Futbolda iyi oyuncular ten renkleri ne olursa olsun, kötülerden daha iyi bir performans gösterir. Taraftarlar, başkanlar ve teknik direktörler, Noades gibi gerçeklerden çok varsayımsal fantezilerle dolu bir zihin dünyasında yaşayabilirler, bir oyuncu, iyi oynadığında, herkes bunu görebilir.
Nick Hornby, Futbol Aleși’nde, Arsenal’in hatalarıyla ünlü savunma oyuncusu Gus Caesar ile ilgili ünlü pasajında der ki, “Sporun en harika yönlerinden biri de o acımasız netliği, mesela kötü bir 100 metre koşucusunun ya da çaresiz bir stoperin şansının yaver gitmesi diye bir şey yoktur; sporda keşfedilirsiniz. Keşfedilmemiş, dahi bir forvetin, bir tavan arasında açlıktan ölmesi söz konusu değildir. “Kısacası, görünen o ki, futbolda ideolojiye yer yok. Rasyonel-lik ölçülerinde doğru seçimler yapmalısınız. Zaten sahadaki sonuçlar, iyi olup olmadığınızı hemen belli edecektir.
Ne yani, kulüpler maçları kaybetmek pahasına siyahilere karşı ayırımcılık mı yapacaklar gerçekten? Hem nihayetinde Ron Noades bile siyahi yani oyuncularla çalıştı. Futbol hakkında da bir şeyler biliyordu: Crystal Palace‘ten ayrıldıktan sonra Brentford’u alarak kendini teknik direktörlüğe getirdi, takımı bir üst kümeye yükseltti ve 2.ligde yılın teknik direktörü seçildi. Aslında, siyahilerin sahadaki başarısı, fırsatları olduğuna dair bir kanıt olarak görülebilir.

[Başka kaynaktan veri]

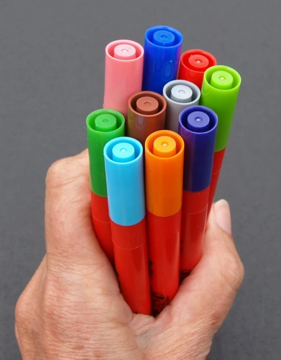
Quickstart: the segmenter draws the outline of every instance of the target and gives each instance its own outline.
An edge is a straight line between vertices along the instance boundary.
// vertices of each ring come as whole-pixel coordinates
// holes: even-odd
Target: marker
[[[218,117],[197,105],[179,115],[179,133],[184,142],[180,278],[197,265],[203,241],[212,177]]]
[[[127,119],[128,100],[141,90],[143,48],[129,40],[113,41],[106,48],[104,108],[114,109]]]
[[[149,135],[164,129],[167,103],[156,92],[140,91],[132,95],[128,104],[128,135],[144,146]]]
[[[124,136],[124,116],[114,110],[96,110],[86,119],[90,159],[92,219],[97,238],[103,250],[114,264],[113,249],[104,160],[104,148],[112,139]]]
[[[162,94],[164,86],[177,75],[183,36],[176,29],[158,26],[146,30],[142,90]]]
[[[163,96],[167,101],[165,128],[178,132],[178,119],[183,109],[198,105],[201,93],[199,88],[185,80],[173,80],[166,84]]]
[[[208,214],[215,197],[241,84],[239,74],[224,65],[210,68],[204,76],[200,103],[213,110],[218,118]]]
[[[164,130],[145,141],[145,195],[152,314],[169,304],[179,286],[184,144]]]
[[[130,137],[104,148],[114,260],[121,293],[132,311],[151,314],[142,146]]]
[[[201,89],[204,73],[217,65],[217,60],[210,53],[194,49],[183,53],[180,58],[177,78],[193,83]]]

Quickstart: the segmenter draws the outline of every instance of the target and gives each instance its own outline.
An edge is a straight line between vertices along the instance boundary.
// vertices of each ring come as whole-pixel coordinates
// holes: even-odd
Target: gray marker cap
[[[186,107],[198,105],[201,96],[199,88],[186,80],[173,80],[163,89],[167,101],[165,128],[178,132],[179,114]]]

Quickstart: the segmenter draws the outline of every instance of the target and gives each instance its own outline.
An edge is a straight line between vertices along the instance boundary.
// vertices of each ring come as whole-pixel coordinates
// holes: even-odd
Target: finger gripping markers
[[[241,84],[239,74],[224,65],[210,68],[204,76],[200,103],[212,109],[218,118],[208,212],[215,196]]]
[[[87,116],[86,125],[93,224],[101,247],[113,264],[103,151],[108,141],[124,135],[125,118],[114,110],[97,110]]]
[[[163,96],[152,91],[140,91],[128,102],[128,135],[144,146],[147,136],[165,126],[167,103]]]
[[[180,113],[186,107],[198,105],[200,95],[199,88],[189,81],[173,80],[166,84],[163,89],[167,102],[165,128],[177,133]]]
[[[150,315],[143,151],[121,137],[104,148],[115,267],[121,293],[135,313]]]
[[[191,106],[179,116],[184,142],[181,222],[181,278],[202,256],[218,118],[205,106]]]
[[[196,49],[188,50],[181,55],[177,78],[193,83],[201,89],[205,72],[216,65],[215,58],[210,53]]]
[[[130,96],[141,90],[143,48],[128,40],[106,48],[104,107],[117,110],[127,119]]]
[[[145,191],[152,313],[170,303],[179,286],[184,145],[169,130],[145,141]]]
[[[165,84],[176,79],[183,36],[176,29],[157,26],[146,30],[142,90],[161,94]]]

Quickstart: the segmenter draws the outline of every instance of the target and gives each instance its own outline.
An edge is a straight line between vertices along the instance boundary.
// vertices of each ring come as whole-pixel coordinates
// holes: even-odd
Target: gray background
[[[17,297],[44,252],[44,178],[86,147],[102,106],[104,47],[177,27],[183,49],[212,52],[243,83],[217,197],[232,210],[246,277],[209,359],[281,353],[280,0],[0,0],[0,359],[20,359]],[[214,299],[215,300],[215,299]]]

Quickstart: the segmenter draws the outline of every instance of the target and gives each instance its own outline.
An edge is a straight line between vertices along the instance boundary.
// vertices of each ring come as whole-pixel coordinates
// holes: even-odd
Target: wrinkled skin
[[[205,359],[244,277],[228,203],[213,205],[203,257],[171,304],[134,314],[93,230],[88,161],[85,151],[47,173],[46,253],[15,309],[22,359]]]

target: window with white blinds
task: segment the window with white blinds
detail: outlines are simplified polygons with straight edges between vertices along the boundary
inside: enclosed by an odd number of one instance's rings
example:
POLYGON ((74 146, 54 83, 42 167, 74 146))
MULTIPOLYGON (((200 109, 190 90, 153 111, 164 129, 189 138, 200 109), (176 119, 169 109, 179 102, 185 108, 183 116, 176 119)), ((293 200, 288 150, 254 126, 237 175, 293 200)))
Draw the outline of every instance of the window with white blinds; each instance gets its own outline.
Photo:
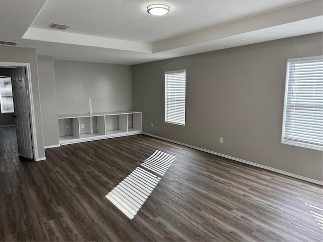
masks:
POLYGON ((185 70, 165 72, 165 122, 185 125, 185 70))
POLYGON ((282 143, 323 149, 323 58, 287 62, 282 143))
POLYGON ((0 105, 2 113, 14 112, 10 77, 0 77, 0 105))

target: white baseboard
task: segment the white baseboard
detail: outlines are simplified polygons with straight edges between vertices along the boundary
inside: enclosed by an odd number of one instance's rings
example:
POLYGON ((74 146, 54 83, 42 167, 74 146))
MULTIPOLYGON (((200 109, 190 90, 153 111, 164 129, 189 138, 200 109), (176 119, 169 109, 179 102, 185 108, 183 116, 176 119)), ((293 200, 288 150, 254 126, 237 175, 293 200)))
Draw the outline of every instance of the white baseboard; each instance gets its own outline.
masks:
POLYGON ((61 147, 61 145, 58 144, 58 145, 47 145, 46 146, 44 146, 44 148, 49 149, 50 148, 56 148, 56 147, 61 147))
POLYGON ((183 145, 183 146, 186 146, 187 147, 191 148, 192 149, 195 149, 195 150, 200 150, 201 151, 204 151, 204 152, 208 153, 210 154, 212 154, 213 155, 218 155, 219 156, 221 156, 222 157, 227 158, 228 159, 230 159, 231 160, 235 160, 236 161, 239 161, 239 162, 244 163, 245 164, 248 164, 248 165, 251 165, 253 166, 256 166, 257 167, 262 168, 263 169, 265 169, 266 170, 271 170, 272 171, 274 171, 276 173, 279 173, 280 174, 282 174, 283 175, 288 175, 288 176, 291 176, 292 177, 297 178, 298 179, 300 179, 301 180, 305 180, 306 182, 309 182, 310 183, 314 183, 315 184, 318 184, 319 185, 323 186, 323 182, 321 182, 318 180, 315 180, 314 179, 312 179, 310 178, 306 177, 305 176, 302 176, 301 175, 297 175, 296 174, 294 174, 293 173, 288 172, 287 171, 285 171, 282 170, 279 170, 278 169, 276 169, 275 168, 272 168, 270 166, 266 166, 263 165, 260 165, 260 164, 257 164, 256 163, 251 162, 251 161, 248 161, 247 160, 243 160, 242 159, 239 159, 239 158, 236 158, 232 156, 230 156, 229 155, 224 155, 223 154, 221 154, 220 153, 216 152, 214 151, 212 151, 211 150, 206 150, 205 149, 203 149, 202 148, 197 147, 196 146, 194 146, 191 145, 188 145, 187 144, 185 144, 184 143, 179 142, 178 141, 176 141, 175 140, 170 140, 169 139, 167 139, 166 138, 161 137, 160 136, 157 136, 156 135, 152 135, 151 134, 149 134, 147 133, 142 132, 143 135, 146 135, 148 136, 151 136, 152 137, 156 138, 157 139, 159 139, 160 140, 165 140, 166 141, 169 141, 170 142, 174 143, 175 144, 177 144, 179 145, 183 145))
POLYGON ((1 128, 1 127, 12 127, 13 126, 16 126, 16 125, 0 125, 0 128, 1 128))

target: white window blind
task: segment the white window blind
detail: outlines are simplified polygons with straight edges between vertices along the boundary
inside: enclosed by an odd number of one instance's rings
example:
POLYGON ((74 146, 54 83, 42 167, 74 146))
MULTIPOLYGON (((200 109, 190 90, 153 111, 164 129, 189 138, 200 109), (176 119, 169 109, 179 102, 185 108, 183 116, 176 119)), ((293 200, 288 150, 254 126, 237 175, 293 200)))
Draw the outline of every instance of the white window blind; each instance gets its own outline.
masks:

Zaten bahsi geçen ayrımcılığın gerçekten var olduğunu kanıtlamak oldukça zordur. Yeterince iyi olmadığın için değil de sırf önyargılar yüzünden işe alınmadığını nasıl kanıtlayabilirsin ki? Liverpool ve Everton, 1980’lerde daha ziyade beyaz oyuncular transfer etmelerini, onların daha iyi olduğunu ileri sürerek savunabilir. Neyse ki, “o böyle dedi, diğeri şöyle dedi” tartışmasına gir-menin gereği yok. İngiliz futbolunda siyahi oyunculara karşı ayrımcılık uygulandığını kanıtlayacak verilerimiz var. Bu belirli tür ayrımcılık sona erdiğinde verileri gösterebiliriz. Ayrıca, İngiliz futbolunda bugün hüküm sürmekte olan yeni ayrımcılık biçimlerinin değişmesinin daha güç olduğunu da tahmin edebiliriz.
Britanya adalarına ayak basan ilk siyahi insan, muhtemelen Julius Caesar’ın işgalci ordusundaki bir askerdi (MO 55). “Yerli” İngilizler ise adaya ancak dört yüzyıl sonra, Roma İmparatorluğu’nun dağılma döneminde gelmişlerdi. Çok daha sonraları, Victoria döneminde, Britanya hükümdarı, dünyadaki siyahi nüfusun önemli bir kısmını yönetti. Daha iyi eğitimli ya da girişimci olan az bir kısmı, İngiltere yönetimindeki Hindistan’dan, Karayipler’den ya da Afrika’dan İngiltere’ye geldiler. 1865’te Gold Coast’ta (Şimdiki Gana) doğmuş olan Art-hur Wharton, dünyada profesyonel olarak futbol oynayan ilk siyahi oldu. Preston’ın kalesini korurken 100 yard koşusunda da 10 saniye ile dünya rekorunu belirlemişti.